25 avril 2006
Index AI : MDE 15/035/2006
DÉCLARATION PUBLIQUE
Amnesty International demande aux gouvernements des États qui sont
Hautes parties contractantes à la Quatrième Convention de Genève,
concernant la protection des civils en temps de guerre, d’agir
pour empêcher une aggravation tragique de la situation des droits
humains des Palestiniens en Cisjordanie et dans la bande de Gaza.
Amnesty International craint que les récentes décisions de l’Union
européenne (UE) et des États-Unis de couper leur soutien financier
à l’Autorité palestinienne n’aient des conséquences très
graves sur la santé, l’éducation et autres droits sociaux et économiques
des Palestiniens vivant sous occupation israélienne.
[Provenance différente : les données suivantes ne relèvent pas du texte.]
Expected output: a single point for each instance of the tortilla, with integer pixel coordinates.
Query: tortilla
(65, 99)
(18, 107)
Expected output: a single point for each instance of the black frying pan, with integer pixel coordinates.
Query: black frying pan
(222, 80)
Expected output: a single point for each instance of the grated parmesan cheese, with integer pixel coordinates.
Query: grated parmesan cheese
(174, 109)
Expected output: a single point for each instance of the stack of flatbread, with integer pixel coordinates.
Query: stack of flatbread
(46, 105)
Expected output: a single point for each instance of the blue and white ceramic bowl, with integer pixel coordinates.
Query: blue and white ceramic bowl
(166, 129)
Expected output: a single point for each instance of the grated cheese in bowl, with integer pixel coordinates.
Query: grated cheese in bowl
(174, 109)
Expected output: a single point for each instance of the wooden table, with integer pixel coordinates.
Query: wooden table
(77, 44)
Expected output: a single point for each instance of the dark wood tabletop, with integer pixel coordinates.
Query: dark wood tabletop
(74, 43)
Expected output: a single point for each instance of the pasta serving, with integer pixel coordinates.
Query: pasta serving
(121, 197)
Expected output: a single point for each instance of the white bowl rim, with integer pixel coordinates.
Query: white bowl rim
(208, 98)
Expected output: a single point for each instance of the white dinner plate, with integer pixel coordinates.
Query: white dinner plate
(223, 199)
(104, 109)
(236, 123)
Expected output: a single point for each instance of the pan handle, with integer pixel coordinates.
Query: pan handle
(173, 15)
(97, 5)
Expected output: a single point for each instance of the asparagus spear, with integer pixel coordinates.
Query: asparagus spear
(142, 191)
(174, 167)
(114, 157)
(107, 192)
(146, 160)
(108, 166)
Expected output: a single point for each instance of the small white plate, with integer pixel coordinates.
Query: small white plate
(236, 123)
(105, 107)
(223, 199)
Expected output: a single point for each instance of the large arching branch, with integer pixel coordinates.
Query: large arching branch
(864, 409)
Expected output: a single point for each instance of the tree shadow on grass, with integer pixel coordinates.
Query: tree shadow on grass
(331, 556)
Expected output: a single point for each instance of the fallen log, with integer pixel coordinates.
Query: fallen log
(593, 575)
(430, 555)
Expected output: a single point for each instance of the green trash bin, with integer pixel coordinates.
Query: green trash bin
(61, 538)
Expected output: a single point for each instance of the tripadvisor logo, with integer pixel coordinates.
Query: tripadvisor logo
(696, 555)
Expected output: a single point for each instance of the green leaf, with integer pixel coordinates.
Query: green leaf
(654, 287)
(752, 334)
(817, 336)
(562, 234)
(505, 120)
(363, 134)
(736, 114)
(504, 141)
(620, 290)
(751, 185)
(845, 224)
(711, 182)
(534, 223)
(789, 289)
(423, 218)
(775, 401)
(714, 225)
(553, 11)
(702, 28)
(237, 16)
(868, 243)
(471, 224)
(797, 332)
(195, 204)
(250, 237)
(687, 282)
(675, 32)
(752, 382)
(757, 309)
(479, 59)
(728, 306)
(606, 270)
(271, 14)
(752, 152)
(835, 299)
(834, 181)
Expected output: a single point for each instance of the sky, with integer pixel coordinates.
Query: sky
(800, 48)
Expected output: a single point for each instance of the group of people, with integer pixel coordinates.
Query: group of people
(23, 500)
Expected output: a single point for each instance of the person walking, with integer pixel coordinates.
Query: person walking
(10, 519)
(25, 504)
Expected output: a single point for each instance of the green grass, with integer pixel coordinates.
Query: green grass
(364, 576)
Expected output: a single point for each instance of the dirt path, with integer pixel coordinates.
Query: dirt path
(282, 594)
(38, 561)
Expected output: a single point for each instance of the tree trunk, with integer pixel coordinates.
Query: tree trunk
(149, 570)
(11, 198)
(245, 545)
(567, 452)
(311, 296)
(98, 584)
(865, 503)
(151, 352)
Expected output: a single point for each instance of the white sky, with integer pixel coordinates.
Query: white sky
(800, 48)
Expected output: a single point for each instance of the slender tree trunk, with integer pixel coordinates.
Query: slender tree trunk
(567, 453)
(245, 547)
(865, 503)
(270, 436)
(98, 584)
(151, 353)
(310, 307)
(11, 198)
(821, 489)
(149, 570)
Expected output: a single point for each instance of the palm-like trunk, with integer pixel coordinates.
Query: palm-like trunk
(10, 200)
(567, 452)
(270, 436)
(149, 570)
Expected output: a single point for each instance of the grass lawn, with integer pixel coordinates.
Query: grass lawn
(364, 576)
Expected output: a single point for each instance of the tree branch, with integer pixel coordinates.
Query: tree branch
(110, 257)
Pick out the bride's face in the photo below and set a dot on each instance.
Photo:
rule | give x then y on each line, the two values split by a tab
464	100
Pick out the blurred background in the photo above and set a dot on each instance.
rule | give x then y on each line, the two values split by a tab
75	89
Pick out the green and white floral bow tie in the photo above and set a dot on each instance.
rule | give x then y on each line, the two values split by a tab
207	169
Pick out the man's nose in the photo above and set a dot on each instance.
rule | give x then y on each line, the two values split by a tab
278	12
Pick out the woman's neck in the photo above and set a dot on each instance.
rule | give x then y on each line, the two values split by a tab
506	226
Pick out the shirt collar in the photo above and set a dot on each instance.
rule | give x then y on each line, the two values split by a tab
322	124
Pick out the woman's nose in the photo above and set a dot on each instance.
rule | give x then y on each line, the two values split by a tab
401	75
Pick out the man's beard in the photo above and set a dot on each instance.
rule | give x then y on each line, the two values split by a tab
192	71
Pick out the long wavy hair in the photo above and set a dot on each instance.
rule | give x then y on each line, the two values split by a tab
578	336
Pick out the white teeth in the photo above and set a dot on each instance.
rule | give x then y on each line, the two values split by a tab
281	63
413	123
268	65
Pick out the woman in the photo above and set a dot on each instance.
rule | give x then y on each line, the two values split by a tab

Selon une étude
de la Banque mondiale publiée le mois dernier, l’économie
palestinienne, déjà affaiblie à un point critique par des années
de conflit et un contrôle israélien permanent, devrait encore
subir une récession de 27 p. cent d’ici la fin de l’année
2006, en raison de l’arrêt des financements de l’UE et des États-Unis
à l’Autorité palestinienne.
Les États de l’UE et les États-Unis sont tous Hautes parties
contractantes aux Conventions de Genève et en tant que telles, sont
dans l’obligation de respecter et faire respecter ces Conventions
en toute occasion. Ces États ont également des responsabilités du
même ordre, définies par le droit international relatif aux droits
humains. Par conséquent, ils sont dans l’obligation d’assurer
la protection de la population palestinienne de la Cisjordanie et la
bande de Gaza, dont les conditions de vie devraient se dégrader de
manière importante, en raison de la décision de ces mêmes
gouvernements de cesser leurs financements à l’Autorité
palestinienne, actuellement sous une administration dirigée par le
Hamas.
Pendant plus d’une décennie, les financements de l’UE et des États-Unis
ont joué un rôle crucial pour permettre à l’Autorité
palestinienne d’assurer la santé, l’éducation et la plupart
des autres services essentiels à la population palestinienne de la
Cisjordanie et la bande de Gaza. Ces gouvernements assumaient leur
responsabilité devant le manque de volonté d’Israël même si,
en tant que puissance occupante, c’est ce pays qui a la
responsabilité première de répondre aux besoins fondamentaux de
la population des territoires occupés, aux termes du droit
international. Rappelant cet état de fait ce 11 avril, le Comité
international de la Croix Rouge (CICR) a prévenu qu’il ne fallait
pas s’illusionner sur la capacité des organisations humanitaires
à remplacer l’Autorité palestinienne dans son rôle de
fournisseur de services publics.
http://www.icrc.org/web/eng/siteeng0.nsf/html/israel-palestine-press-briefing-100406
De même, dans une récente évaluation des risques humanitaires à
venir dans les territoires palestiniens occupés, le Bureau des
Nations unies pour la coordination des affaires humanitaires (OCHA)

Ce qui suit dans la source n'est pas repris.